Fight for Sight research results in a genetic diagnostic tool for children’s eye condition
Fight for Sight-funded research has resulted in a tool that can successfully diagnose an eye condition in children by carrying out genetic diagnosis on saliva samples.
Dr Mervyn Thomas and Professor Irene Gottlob from the University of Leicester have developed the world’s first diagnostic genetic panel for nystagmus. The development of a next-generation sequencing (NGS) panel aims to improve the genetic diagnosis of infantile nystagmus.
The technique involves developing ‘sequencing panels’ that contain a set of genes or gene regions that are known to be associated with the disease. These can then be used to identify specific mutations in DNA extracted from saliva samples.
In results published in June 2017, the Leicester team were able to show that the panel had high sensitivity, with a successful genetic diagnosis in 80% of cases. This new approach could remove the need for electrodiagnostic testing, an invasive diagnostic test which can be unreliable and difficult to use with children.
Researchers believe genetic information from the panel could also lead to personalised genetic diagnosis and management of the condition and enable genetic counselling to provide support, information and advice for those living with the condition.
Dr Neil Ebenezer, Director of Policy, Research and Innovation at Fight for Sight, said: “This genetic test will simplify and accelerate the diagnostic process in infantile nystagmus and will ensure that children could now get the right support to treat their condition at an early stage.”
Dr Mervyn Thomas from the University of Leicester, said: “The genetic panel for nystagmus is the culmination of collaborative work between the team at Leicester and Roche. We anticipate that this test will be incorporated into future guidelines as a frontline diagnostic tool and establish opportunities for targeted treatments.”
Fern Lulham from Hastings was born with Nystagmus. She said: “Growing up with nystagmus made me stand out in the crowd and feel like one in a million. Being a grown-up with nystagmus has, at times, given me a million insecurities all rolled into one - my appearance, job prospects, relationship possibilities and overall quality of life. However, I always have hope for my future.
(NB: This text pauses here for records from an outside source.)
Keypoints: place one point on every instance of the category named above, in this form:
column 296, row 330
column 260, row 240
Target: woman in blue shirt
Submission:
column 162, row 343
New research doesn’t just change eyes, it can restore confidence and totally transform lives.”
Infantile nystagmus is a disorder characterised by the involuntary side to side movement of the eyes. The condition can be present at birth or it can develop during infancy.
It is difficult to identify the underlying cause of the condition due to the variants of genes involved in retinal and brain development. To develop the new diagnostic tool the researchers first identified 336 genes associated with infantile nystagmus from literature and Online Mendelian Inheritance in Man (OMIM).